2. The appointed overseers – This group includes those who have been positioned to engage large scale overviews typically of tragedy. One of the most famous examples is the Lord Laming review of the Victoria Climbe case in England. There are others in this role such as Mary-Ellen Turpel-Lafond, the child advocate in British Columbia, who has a longer term, ongoing mandate to review and publically report on child protection issues in that Canadian province. Serious Case Reviews in the UK, child death reviews in other jurisdictions are also examples of these roles.

3. The Media is another important set of critics, although they will often approach their role with a sensationalist bent. The stories are typically about something that went wrong and seek to hold someone accountable. There is often a target to the story and the media has, at times, simply got it wrong in terms of who they were going after or what the real issues were. The best example is the reporting of the Baby P case in the UK. The media has done some very good reporting, however, that has led to some rather excellent reforms or, at least, nudged systems to better practice. Good examples are the PBS Frontline reporting of the tragic death of Logan Marr by her foster mother or the CBC Fifth Estate story on the death of Jeffrey Baldwin by his grandparents.

4. The Advocacy groups – These often have the mask of professionalism and will have names that suggest they are some sort of professional think tank. They seem most evident in the USA. Yet, they typically have strong policy biases that they are promoting. They have a sense of what they believe child welfare work should look like and filter what they report and write from that perspective. Rarely will you see material that contradicts their agenda being reported by them and, if it is, it is being attacked. Thus, even when they report academic research, they are often disingenuous with it selecting out the bits that support their policy agenda.

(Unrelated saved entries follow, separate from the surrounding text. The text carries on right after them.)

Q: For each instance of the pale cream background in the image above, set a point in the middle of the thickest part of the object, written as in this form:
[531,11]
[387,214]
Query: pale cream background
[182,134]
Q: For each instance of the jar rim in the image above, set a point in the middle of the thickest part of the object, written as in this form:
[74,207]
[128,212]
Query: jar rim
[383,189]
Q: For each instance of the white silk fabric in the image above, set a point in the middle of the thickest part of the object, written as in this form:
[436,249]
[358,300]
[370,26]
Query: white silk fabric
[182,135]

5. Parents who have been affected by the system. In the majority of the cases that I can find, these are parents who have lost children to the system and feel quite betrayed by it. This is not an unexpected or unwarranted emotion although it is very difficult to judge the merits of a case by their reporting. They are quite naturally and understandably biased. They do not claim any neutrality. Yet their stories are important as they provide a human face to the impacts of child protection work.

6. The children – there are occasions when children get to tell their stories of growing up in the system or of having been part of the system. These are blends of success, challenges and failures. They too are important, as they are the real life experience of some who have lived the story. In the USA there is a film circulating that tells the story of a few former foster children. It is a difficult watch at times but also quite powerful.

In looking at the vast material that is available on child protection, I have found it important to carefully consider who is writing and what is their agenda.

Another area of concern is how terminology is used. As Faller (2007) has noted, there are cases that are substantiated and many that are classified as unsubstantiated. Many critics of child protection see that as proof that child welfare is interfering in families that need not be investigated. Unsubstantiated is about there not being sufficient evidence to draw a conclusion. It is not the same as saying it did not happen. Those cases are classified as did not happen or false allegations. That group might include situations where the allegation was made maliciously or where actions were misunderstood, for example. False allegations occur but research suggests that they are small.

Child protection deserves criticism when it fails to do its job – either by failing to protect or failing to provide good case management, which can avoid apprehensions and sustain family units. But criticism also needs to be carefully assessed to determine the agenda as well as the information included or excluded.